La fabrique de l’émancipation – entrevue
Une entrevue de 50 minutes avec les auteurs. Avec transcription des principaux moments.


Conclusion

Il est difficile d’imaginer que les réseaux sociaux, comme l’imaginent Durand et Keucheyan, soient orientés autrement que vers la satisfaction et la stimulation immédiate des égos, émois et désirs. Que ces réseaux et immenses structures technologiques et financières soient motivés par autre chose que l’appât du gain. Comme on dit : « il est plus facile d’imaginer la fin du monde que la fin du capitalisme ».

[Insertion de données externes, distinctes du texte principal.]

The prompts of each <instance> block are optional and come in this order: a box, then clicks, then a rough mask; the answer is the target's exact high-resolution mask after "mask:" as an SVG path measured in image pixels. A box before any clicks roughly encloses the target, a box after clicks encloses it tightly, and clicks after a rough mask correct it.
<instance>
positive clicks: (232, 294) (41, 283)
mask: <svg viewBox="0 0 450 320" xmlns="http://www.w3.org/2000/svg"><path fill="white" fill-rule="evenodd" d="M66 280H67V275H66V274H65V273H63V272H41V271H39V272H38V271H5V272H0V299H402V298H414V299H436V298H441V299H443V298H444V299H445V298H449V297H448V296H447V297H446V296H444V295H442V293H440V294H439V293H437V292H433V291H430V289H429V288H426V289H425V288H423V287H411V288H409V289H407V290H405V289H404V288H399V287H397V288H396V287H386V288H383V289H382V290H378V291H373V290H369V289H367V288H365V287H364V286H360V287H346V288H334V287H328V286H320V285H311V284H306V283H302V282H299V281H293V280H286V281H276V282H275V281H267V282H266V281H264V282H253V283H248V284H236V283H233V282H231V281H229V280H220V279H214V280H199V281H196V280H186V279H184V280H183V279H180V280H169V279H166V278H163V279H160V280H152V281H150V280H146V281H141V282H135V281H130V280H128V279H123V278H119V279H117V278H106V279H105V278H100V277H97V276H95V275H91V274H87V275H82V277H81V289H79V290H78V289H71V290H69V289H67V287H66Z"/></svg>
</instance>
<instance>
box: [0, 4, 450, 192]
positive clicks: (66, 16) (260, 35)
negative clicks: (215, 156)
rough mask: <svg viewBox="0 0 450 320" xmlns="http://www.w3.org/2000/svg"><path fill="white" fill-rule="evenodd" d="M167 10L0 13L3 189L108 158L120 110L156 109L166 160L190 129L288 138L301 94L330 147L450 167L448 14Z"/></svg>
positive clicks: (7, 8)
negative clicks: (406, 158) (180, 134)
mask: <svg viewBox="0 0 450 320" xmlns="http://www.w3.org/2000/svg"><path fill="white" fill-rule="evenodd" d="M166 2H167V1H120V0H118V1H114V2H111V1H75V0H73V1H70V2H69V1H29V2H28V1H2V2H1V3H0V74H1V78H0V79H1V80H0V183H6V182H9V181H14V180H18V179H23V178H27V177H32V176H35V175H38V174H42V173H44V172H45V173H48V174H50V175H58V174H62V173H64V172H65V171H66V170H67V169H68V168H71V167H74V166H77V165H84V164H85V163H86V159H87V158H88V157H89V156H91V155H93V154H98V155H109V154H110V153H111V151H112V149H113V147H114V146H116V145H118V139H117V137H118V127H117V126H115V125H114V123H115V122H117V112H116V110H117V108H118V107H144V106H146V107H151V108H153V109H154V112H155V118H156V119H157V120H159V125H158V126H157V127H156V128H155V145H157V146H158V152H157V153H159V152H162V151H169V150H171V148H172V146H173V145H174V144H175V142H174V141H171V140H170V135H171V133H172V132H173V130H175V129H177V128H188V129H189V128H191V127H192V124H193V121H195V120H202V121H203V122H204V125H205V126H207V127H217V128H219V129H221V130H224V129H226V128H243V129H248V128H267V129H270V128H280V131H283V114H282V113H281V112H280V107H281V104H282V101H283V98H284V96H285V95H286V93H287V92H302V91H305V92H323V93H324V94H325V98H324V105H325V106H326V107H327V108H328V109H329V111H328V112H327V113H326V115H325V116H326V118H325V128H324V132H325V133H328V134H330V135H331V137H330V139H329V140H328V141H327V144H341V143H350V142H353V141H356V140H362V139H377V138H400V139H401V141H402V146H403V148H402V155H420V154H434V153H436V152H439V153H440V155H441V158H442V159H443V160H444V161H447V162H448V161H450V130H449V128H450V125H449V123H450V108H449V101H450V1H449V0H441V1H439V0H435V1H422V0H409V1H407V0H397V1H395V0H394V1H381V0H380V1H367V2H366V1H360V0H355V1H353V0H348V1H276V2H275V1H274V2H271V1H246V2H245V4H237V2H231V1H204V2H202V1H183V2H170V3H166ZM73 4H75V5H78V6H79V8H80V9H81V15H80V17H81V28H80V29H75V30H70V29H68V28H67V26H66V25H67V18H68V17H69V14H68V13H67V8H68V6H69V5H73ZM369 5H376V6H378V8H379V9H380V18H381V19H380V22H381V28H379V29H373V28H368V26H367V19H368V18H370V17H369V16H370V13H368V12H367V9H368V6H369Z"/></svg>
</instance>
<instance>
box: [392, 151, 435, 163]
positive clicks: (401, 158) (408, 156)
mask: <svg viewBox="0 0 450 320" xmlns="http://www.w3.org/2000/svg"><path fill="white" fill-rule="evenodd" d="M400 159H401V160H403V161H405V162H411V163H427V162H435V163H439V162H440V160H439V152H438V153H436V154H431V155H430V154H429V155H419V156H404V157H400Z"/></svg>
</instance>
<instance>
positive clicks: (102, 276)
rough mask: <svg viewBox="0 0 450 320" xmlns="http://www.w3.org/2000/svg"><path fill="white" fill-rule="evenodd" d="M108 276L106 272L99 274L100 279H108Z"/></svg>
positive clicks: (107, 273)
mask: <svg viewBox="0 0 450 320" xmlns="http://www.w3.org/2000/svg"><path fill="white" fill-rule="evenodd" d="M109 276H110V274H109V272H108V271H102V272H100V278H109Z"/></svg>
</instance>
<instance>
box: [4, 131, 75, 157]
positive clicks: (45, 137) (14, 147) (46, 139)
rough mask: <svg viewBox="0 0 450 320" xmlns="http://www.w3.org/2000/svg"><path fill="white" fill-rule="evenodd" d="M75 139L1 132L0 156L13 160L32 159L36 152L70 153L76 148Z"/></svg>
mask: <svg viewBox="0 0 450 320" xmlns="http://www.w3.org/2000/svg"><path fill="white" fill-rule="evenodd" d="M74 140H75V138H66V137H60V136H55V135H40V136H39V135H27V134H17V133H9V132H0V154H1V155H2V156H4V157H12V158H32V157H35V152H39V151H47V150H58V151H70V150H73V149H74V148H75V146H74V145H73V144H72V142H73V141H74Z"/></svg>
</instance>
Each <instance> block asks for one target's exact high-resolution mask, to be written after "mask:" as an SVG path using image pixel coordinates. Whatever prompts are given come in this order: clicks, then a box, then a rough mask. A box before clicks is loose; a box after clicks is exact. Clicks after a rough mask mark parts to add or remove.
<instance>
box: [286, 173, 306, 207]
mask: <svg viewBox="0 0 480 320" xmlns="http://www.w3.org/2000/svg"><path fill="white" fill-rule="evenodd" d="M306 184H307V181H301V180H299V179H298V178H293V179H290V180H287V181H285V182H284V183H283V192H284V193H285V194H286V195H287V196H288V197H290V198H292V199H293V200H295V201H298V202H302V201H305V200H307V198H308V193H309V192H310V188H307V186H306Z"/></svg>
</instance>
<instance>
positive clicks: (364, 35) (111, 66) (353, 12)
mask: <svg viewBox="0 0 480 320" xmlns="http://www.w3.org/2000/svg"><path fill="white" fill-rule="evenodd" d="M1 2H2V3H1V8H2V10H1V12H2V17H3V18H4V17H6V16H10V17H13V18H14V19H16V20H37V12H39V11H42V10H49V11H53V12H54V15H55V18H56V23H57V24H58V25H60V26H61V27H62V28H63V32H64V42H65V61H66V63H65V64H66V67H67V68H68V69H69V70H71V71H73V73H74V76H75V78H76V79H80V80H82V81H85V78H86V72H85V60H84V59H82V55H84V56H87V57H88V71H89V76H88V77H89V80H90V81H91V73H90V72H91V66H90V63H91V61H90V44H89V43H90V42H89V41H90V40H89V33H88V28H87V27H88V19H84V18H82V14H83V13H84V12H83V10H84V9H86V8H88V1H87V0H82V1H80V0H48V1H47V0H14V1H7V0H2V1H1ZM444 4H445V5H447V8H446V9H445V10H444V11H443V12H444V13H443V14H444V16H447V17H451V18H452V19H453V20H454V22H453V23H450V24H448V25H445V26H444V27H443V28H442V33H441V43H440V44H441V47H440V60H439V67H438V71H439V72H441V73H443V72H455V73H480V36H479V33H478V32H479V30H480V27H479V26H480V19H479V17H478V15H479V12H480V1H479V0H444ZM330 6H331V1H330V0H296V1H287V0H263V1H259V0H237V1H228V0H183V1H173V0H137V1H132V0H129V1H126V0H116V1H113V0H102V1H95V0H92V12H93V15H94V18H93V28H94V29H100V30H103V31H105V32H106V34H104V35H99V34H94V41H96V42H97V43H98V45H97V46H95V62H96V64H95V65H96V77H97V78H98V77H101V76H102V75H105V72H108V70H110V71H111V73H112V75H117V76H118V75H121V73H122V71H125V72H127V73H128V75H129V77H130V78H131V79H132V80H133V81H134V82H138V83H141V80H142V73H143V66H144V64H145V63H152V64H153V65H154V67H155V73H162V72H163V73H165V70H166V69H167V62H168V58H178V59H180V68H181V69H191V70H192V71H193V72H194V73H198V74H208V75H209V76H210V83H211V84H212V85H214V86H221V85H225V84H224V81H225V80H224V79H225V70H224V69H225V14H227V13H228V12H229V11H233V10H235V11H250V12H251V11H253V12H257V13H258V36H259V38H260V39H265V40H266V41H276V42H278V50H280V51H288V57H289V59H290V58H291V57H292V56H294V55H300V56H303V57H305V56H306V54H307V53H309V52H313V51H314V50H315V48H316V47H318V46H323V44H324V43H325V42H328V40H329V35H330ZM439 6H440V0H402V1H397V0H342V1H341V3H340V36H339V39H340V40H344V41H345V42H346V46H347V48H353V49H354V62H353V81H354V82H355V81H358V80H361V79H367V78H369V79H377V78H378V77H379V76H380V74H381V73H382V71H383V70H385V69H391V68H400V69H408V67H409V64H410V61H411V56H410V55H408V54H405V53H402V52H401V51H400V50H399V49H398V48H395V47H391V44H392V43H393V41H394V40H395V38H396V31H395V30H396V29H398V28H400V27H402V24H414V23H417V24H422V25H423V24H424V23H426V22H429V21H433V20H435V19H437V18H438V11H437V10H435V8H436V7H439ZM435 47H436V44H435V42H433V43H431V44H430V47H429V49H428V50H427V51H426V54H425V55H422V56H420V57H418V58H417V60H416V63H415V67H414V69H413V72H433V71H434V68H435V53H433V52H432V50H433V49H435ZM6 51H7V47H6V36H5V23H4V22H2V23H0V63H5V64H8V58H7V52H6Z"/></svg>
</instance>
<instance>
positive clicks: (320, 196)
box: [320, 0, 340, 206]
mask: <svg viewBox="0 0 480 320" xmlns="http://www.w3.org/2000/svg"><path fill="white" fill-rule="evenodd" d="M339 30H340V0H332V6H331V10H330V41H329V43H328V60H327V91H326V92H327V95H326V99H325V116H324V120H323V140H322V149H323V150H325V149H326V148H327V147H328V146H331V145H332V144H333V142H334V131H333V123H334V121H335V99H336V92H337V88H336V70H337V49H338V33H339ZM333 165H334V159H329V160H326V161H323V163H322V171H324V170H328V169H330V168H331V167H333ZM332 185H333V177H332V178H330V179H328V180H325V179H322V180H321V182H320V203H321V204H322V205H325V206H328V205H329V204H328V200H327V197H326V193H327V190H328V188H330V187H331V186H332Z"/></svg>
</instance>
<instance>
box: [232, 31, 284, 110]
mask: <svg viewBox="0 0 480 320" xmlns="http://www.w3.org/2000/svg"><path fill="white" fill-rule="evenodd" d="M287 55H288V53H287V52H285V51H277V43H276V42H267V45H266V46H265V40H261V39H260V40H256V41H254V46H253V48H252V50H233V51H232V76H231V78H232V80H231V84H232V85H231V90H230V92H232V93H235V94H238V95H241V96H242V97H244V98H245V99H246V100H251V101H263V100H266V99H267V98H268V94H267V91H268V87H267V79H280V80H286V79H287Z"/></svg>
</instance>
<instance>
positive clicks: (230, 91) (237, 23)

Mais n’est-ce pas parce qu’on nous fourgue depuis des décennies des images de fin du monde bien scénarisées par Hollywood ? Et aussi parce que la peur et l’horreur sont plus faciles à stimuler que le sublime ou le judicieux ?

On est en déficit d’imagination et d’utopies. Une autre sorte d’imagination basée sur une critique et une appréciation positives des potentiels plutôt que seulement une critique négative, identifiant les failles, dangers, aliénations et promesses trahies. Cette nouvelle critique, à la fois positive et négative, que proposent Laville et Frère dans La fabrique de l’émancipation, se veut aussi un plaidoyer en faveur des communs, de l’associationnisme…

Ces espaces d’autonomie nécessaires à une expérimentation qui soit créatrice et inventive. Il faudra cependant fédérer de tels espaces à hauteur suffisante pour affronter les méga corporations qui étreignent actuellement nos sociétés. Cette vision de l’association et des expériences d’économie sociale et de démocratie correspond bien au pôle décentralisation de la vision planificatrice de Comment bifurquer.